Kinostar has since expanded beyond Germany and is the leading distributor of Turkish-language fare in Europe.

The Turkish diaspora has come out in force for everything from period epic Conquest 1453 (2012) to prison drama Miracle in Cell #7 (2019), a Turkish adaptation of the 2013 Korean film of the same name.

And it isn’t just Turkish films. Kinostar is also the exclusive international distributor of Polish box office champ Patryk Vega (Pitbull, Women of the Mafia), whose hard-hitting crime and action films have been particularly successful in the U.K.

“There are a lot of Polish people in England who recently left Poland and miss Polish content,” Vega told THR via email. “Several of my productions make it into the top five in the U.K. Kinostar made it possible to reach this wide audience.”

On the opposite side of the spectrum, Kinostar is also the exclusive distributor — in Germany, Austria and Portugal — for Pathé Live, which brings fine art, opera and ballet, often in the form of live-screened performances, to cinema audiences.

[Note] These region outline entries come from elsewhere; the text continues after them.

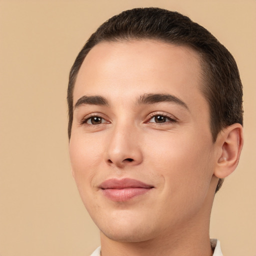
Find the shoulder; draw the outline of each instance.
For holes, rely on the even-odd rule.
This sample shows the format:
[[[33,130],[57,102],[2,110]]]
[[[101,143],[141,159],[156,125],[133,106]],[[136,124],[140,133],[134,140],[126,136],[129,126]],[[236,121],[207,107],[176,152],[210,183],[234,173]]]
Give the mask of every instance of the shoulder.
[[[210,246],[214,251],[212,256],[223,256],[222,249],[220,248],[220,242],[218,240],[211,239]]]

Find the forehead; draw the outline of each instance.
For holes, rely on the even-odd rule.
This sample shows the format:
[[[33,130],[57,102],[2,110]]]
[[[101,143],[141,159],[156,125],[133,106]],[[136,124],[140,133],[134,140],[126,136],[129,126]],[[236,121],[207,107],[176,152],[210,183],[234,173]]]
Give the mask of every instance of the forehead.
[[[188,46],[155,40],[103,42],[81,66],[74,103],[99,94],[126,100],[145,93],[171,94],[184,101],[196,94],[203,98],[201,74],[200,56]]]

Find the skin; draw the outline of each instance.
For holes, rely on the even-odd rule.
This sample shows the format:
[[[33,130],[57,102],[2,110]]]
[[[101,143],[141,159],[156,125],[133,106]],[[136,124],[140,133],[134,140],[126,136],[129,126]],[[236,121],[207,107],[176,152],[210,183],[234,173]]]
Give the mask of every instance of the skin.
[[[86,58],[74,90],[70,154],[82,200],[100,230],[103,256],[212,255],[217,177],[234,170],[242,142],[235,124],[212,142],[201,72],[193,50],[152,40],[102,42]],[[138,102],[155,94],[184,104]],[[83,102],[84,96],[108,104]],[[114,178],[154,188],[114,201],[100,188]]]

“This is a very particular audience and it is very different than the regular cinema audience. The marketing, the approach has to be very bespoke. Kinostar has always understood that,” notes Raphaël Lemée, international sales manager for Pathé Live.

Kinostar is Germany’s second-largest distributor in the live-events segment, thanks to Pathé Live’s live streamings of Moscow’s Bolshoi Ballet (which the company put on pause following Russia’s invasion of Ukraine). Kinostar’s 2014 screening of The Nutcracker grossed $1.14 million in Germany alone.

“In the end, it’s all about creating an event,” says Michael. “For the studios, its Spider-Man or James Bond, but for our audiences, the new Recep Ivedik, the new Patryk Vega, the new Bolshoi Ballet, is just as big a deal. We know we can’t compete with the major studios, but in our niches, we can dominate the market.”

Box Office, Ballet and Bullets: The Kinostar Success Story

With everything from The Nutcracker to Polish crime sagas, the brothers Roesch know how to give audiences what they want. Here are some examples.


The 2007 period action epic In the Name of the King: A Dungeon Siege Tale, starring Jason Statham and directed by Uwe Boll, still reigns supreme as Kinostar’s most successful international sales title, sold in more than 150 countries worldwide.


Kinostar was quick to capitalize on the K-pop craze. Concert film BTS — Love Yourself sold more than 48,000 tickets in Germany, grossing close to $500,000.


Before stopping live screenings of the Bolshoi Ballet in response to Russia’s invasion of Ukraine, Kinostar was the second-largest distributor of classical performances (after the Metropolitan Opera). The 2014 screening of The Nutcracker grossed $1.14 million in Germany alone.


As the exclusive international distributor of Polish box office champ Patryk Vega, Kinostar regularly sees his crime thrillers chart in the U.K. Corruption drama Petla (2020) opened at No. 9.


Kinostar bought its first theater in 1997, in the sleepy southern German city of Heilbronn. Programming both cult classics (Pulp Fiction, Blade Runner) and studio blockbusters (Jurassic Park, Schindler’s List), they boosted attendance sevenfold in three years.